Which is exactly what I did, and well – it didn’t.

There are obstacles that are somewhat special and specific to distributed storage. But there’s also a common random noise that slows down the learning process, undermining its converge-ability and obfuscating the underlying system properties. Which is why the very second idea: get rid of the noise, and see if it helps!

To filter the noise out, we typically compute some sort of a moving average and say that this one is a real signal. Well, not so fast…

First off, averaging across time-series is a lossy transformation. The information that gets lost includes, for instance, the dispersion of the original series (which may be worse than Poissonian or, on the contrary, better than Binomial). In the world of storage clusters the index of dispersion may roughly correspond to “burstiness” or “spikiness” – an important characteristic that cannot (should not) be simplified out.

Secondly, there’s the technical question of whether we compute the average on an entire stream or just on a sliding window, and also – what would be the window size, and what about other hyperparameters that include moving weights, etc.

Putting all this together, here’s a very basic noise-filtering logic:Fig. 3. Noise filtering pseudocode.

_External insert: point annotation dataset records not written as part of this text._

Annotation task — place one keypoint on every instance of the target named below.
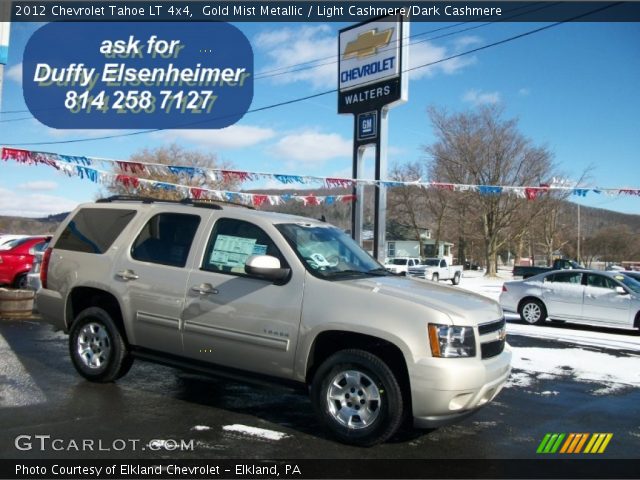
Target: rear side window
(93, 230)
(232, 242)
(166, 239)
(565, 277)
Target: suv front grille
(492, 349)
(491, 327)
(493, 346)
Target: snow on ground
(584, 365)
(533, 364)
(17, 387)
(255, 432)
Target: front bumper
(444, 390)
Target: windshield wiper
(379, 272)
(376, 272)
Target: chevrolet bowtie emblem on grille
(367, 43)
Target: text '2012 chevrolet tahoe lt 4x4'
(262, 295)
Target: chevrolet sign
(370, 65)
(368, 53)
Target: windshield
(399, 261)
(328, 252)
(630, 283)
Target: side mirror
(266, 267)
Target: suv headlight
(449, 341)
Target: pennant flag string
(217, 175)
(199, 193)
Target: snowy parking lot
(565, 379)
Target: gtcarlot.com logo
(573, 443)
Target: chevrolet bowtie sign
(367, 43)
(370, 65)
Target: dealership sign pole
(372, 56)
(5, 16)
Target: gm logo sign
(367, 125)
(574, 443)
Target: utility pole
(5, 17)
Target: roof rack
(213, 204)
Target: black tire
(20, 281)
(532, 311)
(369, 377)
(106, 356)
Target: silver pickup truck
(437, 269)
(270, 297)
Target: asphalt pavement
(48, 411)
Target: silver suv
(235, 291)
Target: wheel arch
(532, 297)
(328, 342)
(81, 298)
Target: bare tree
(480, 148)
(408, 202)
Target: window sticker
(230, 251)
(259, 249)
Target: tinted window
(166, 239)
(600, 281)
(564, 277)
(93, 230)
(232, 242)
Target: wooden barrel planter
(16, 303)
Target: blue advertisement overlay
(138, 75)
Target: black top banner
(307, 469)
(322, 11)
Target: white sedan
(581, 296)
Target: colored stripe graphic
(550, 443)
(574, 443)
(598, 443)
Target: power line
(308, 97)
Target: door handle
(205, 289)
(127, 275)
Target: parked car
(33, 277)
(592, 297)
(558, 264)
(270, 297)
(7, 238)
(400, 265)
(16, 260)
(633, 274)
(436, 269)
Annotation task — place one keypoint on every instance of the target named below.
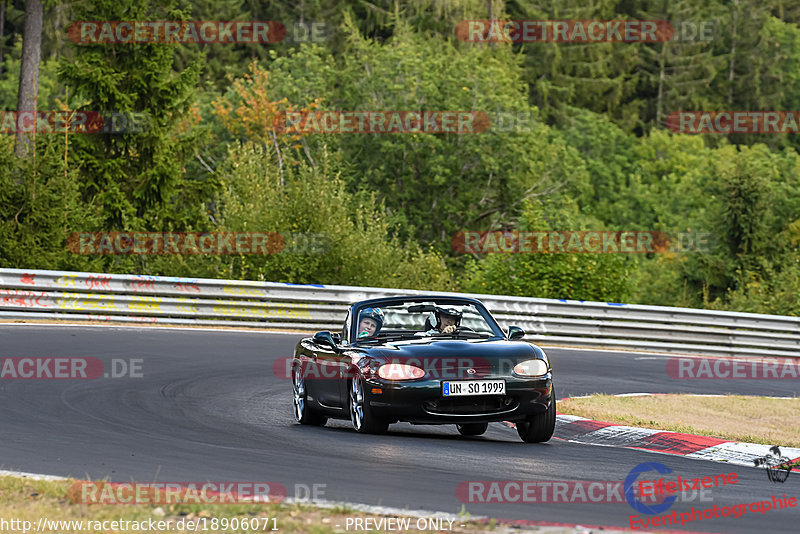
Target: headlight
(531, 368)
(400, 371)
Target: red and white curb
(581, 430)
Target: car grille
(487, 404)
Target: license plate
(474, 387)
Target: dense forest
(580, 140)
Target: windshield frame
(438, 300)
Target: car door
(328, 366)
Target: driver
(370, 322)
(447, 321)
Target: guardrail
(36, 294)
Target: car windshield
(425, 318)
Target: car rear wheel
(538, 428)
(361, 415)
(472, 429)
(302, 412)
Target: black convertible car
(424, 360)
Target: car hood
(456, 358)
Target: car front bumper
(422, 401)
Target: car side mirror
(515, 332)
(324, 338)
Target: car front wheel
(538, 428)
(361, 415)
(302, 412)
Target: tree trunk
(29, 70)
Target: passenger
(447, 321)
(370, 322)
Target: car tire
(538, 428)
(364, 421)
(472, 429)
(303, 413)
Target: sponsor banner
(564, 31)
(578, 242)
(725, 369)
(733, 122)
(87, 492)
(197, 243)
(175, 31)
(383, 122)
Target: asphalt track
(210, 408)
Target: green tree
(137, 178)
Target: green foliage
(40, 205)
(435, 184)
(353, 244)
(589, 149)
(603, 277)
(137, 178)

This code, in effect, is saying that as long as the time-series fits inside the 3-sigma wide envelope around its moving average, we consider it devoid of noise and therefore we keep it as is. But, if the next data point ventures outside this “envelope”, we do a weighted average (line 3.b.i), giving it a slightly more credence and weight (0.6 vs 0.4). Which will then, at line 3.e, contribute to changing the first and the second moments based either on the entire timed history or on its more recent and separately configurable “window” (as in Fig. 1, which averages over a window of 10).

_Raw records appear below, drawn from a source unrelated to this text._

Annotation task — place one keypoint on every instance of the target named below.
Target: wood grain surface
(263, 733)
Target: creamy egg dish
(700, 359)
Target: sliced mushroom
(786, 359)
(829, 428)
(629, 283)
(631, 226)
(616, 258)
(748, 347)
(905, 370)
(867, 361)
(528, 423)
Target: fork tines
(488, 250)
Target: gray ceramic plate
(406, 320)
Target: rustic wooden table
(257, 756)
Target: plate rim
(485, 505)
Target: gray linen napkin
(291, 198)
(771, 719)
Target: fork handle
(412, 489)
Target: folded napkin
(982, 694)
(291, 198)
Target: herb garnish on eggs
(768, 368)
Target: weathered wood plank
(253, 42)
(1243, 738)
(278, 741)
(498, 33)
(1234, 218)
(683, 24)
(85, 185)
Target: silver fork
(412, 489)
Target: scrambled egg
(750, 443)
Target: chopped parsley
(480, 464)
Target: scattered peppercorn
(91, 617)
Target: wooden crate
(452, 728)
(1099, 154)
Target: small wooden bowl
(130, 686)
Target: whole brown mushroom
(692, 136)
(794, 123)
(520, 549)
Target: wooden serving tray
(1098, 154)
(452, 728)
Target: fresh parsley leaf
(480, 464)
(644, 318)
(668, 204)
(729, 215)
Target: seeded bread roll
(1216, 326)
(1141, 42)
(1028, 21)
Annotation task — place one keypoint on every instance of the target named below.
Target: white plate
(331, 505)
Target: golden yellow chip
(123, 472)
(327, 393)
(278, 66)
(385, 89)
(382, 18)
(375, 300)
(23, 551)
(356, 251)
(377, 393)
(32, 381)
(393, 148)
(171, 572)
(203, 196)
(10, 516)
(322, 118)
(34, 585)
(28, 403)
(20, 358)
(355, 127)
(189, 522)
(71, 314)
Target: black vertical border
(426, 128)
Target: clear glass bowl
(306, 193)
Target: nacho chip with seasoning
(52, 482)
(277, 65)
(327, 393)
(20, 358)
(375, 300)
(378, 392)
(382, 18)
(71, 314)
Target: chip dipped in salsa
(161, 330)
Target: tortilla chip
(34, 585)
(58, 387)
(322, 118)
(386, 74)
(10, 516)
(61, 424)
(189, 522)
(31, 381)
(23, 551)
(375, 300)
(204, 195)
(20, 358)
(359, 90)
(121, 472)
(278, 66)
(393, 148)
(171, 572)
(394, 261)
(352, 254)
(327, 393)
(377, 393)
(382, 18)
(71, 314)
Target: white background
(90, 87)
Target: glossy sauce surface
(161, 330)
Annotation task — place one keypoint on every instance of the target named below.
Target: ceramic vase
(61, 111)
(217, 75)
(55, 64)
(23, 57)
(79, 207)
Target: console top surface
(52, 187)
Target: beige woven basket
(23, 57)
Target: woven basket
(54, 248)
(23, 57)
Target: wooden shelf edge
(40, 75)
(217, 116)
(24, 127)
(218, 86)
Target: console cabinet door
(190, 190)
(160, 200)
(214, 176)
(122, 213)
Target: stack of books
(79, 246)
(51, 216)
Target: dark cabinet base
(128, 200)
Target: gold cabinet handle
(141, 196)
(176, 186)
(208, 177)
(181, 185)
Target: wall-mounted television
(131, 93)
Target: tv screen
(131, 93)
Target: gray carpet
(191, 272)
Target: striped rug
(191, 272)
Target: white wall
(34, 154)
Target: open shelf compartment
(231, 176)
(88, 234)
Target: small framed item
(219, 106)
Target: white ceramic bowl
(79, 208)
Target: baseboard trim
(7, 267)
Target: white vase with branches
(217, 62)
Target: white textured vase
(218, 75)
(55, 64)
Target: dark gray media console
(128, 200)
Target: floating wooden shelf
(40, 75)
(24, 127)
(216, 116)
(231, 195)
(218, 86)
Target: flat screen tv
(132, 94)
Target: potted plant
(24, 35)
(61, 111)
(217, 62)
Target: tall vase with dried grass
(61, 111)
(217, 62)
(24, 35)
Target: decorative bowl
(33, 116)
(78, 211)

As a side: it is the code like this (and its numerous variations – all based on pure common sense and intuition) – that makes one wonder: why? Why are there so many new knobs (aka hyperparameters) per line of code? And how do we go about finding optimal values for those hyperparameters?..

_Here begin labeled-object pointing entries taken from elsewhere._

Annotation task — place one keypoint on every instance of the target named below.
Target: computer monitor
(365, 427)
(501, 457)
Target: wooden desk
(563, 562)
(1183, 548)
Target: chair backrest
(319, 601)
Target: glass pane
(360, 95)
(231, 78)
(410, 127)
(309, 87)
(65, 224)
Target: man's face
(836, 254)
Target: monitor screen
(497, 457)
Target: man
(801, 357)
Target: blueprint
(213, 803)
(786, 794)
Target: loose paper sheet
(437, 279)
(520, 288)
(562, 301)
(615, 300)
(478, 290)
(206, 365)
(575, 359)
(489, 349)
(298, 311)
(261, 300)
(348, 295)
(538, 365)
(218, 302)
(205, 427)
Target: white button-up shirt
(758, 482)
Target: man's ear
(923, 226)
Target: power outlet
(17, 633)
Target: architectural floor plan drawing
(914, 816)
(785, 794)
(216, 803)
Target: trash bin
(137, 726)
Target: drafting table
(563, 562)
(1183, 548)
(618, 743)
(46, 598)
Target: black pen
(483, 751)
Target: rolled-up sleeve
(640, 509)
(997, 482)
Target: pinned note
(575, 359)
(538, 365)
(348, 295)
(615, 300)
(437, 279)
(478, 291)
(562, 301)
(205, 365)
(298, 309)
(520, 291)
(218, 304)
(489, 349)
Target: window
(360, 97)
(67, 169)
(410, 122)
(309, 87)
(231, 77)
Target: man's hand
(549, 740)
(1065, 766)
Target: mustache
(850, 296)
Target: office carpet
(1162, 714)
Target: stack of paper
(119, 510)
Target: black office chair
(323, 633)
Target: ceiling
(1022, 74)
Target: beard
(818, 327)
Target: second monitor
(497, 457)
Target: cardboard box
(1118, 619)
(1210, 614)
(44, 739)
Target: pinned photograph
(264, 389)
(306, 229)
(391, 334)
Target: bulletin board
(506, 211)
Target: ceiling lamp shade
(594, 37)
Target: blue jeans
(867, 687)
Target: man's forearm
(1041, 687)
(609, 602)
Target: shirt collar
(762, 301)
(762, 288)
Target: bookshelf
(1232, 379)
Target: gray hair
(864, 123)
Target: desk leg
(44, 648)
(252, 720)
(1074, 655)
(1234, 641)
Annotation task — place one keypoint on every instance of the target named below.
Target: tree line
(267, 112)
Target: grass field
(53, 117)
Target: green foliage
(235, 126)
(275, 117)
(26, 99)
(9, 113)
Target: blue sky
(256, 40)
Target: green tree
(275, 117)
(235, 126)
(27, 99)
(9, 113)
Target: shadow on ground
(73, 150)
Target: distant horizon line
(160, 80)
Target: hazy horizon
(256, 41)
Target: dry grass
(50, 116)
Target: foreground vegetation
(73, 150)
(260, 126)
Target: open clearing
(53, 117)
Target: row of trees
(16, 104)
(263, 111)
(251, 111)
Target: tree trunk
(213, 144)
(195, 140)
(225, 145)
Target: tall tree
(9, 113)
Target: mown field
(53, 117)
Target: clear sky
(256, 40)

Be as it may, some of the questions that emerge from Fig. 3 include: do we actually remove the noise? what is the underlying assumption behind the 3 (or whatever is configured) number of sigmas and other tunables? how do we know that an essential information is not getting lost in addition to, or maybe even instead of, “de-jittering” the stream?

All things being Bayesian

It is always beneficial to see a big picture, even at the risk of totally blowing the locally-observable one out of proportion ©. The proverbial big picture may look as follows:

Fig. 4. Bayesian inference.
Going from top to bottom, left to right:

  1. A noise filtering snippet (Fig. 3) implicitly relies on an underlying assumption that the noise is normally distributed – that it is Gaussian (white) noise. This is likely okay to assume in the cluster and Cloud configurations above, primarily due to size/complexity of the underlying systems and the working force of the Central Limit Theorem (CLT).
  2. On the other hand, the conventional way to filter out the noise is called the Kalman Filter, which, in fact, does not make any assumptions in re Gaussian noise (which is a plus).
  3. The Kalman filter, in turn, is based on Bayesian inference, and ultimately, on the Bayes’ rule for conditional probabilities.
  4. Bayesian inference (Fig. 4) is at the core of very-many things, including Bayesian linear regression (that scales!) and iterative learning in Bayesian networks (not shown); together with Gaussian (or normal) distribution Bayesian inference forms a founding generalization for both hidden Markov models (not shown) and Kalman filters.
  5. On the third hand, Bayesian inference happens to be a sub-discipline of statistical inference (not shown) which includes several non-Bayesian paradigms with their own respective taxonomies of methods and applications (not shown in Fig. 4).
  6. Back to the Gaussian distribution (top right in Fig. 4): what if not only the (CLT-infused) noise but the function f(history, action) itself can be assumed to be probabilistic? What if we could model this function as having a deterministic mean(Y) = m(history, action), with the Y=f() values at each data point normally distributed around each of its m() means?
  7. In other words, what if the Y = f(history, action) is (sampled from) a Gaussian Process (GP) – the generalization of the Gaussian distribution to a distribution over functions:


Fig. 5. Gaussian Process.

  1. There’s a fast-growing body of research (including already cited MAB and Cloud configurations) that answers Yes to this most critical question.
  2. But there is more…
  3. Since the sum of independent Gaussian processes is a (joint) GP as well, and
    • since a Gaussian distribution is itself a special case of a GP (with a constant K=σ2I covariance, where I is the identity matrix), and finally,
      • since white noise is an independent Gaussian

– the noise filtering/smoothing issue (previous section) sort of “disappears” altogether – instead, we simply go through well-documented steps to find the joint GP, and the f() as part of the above.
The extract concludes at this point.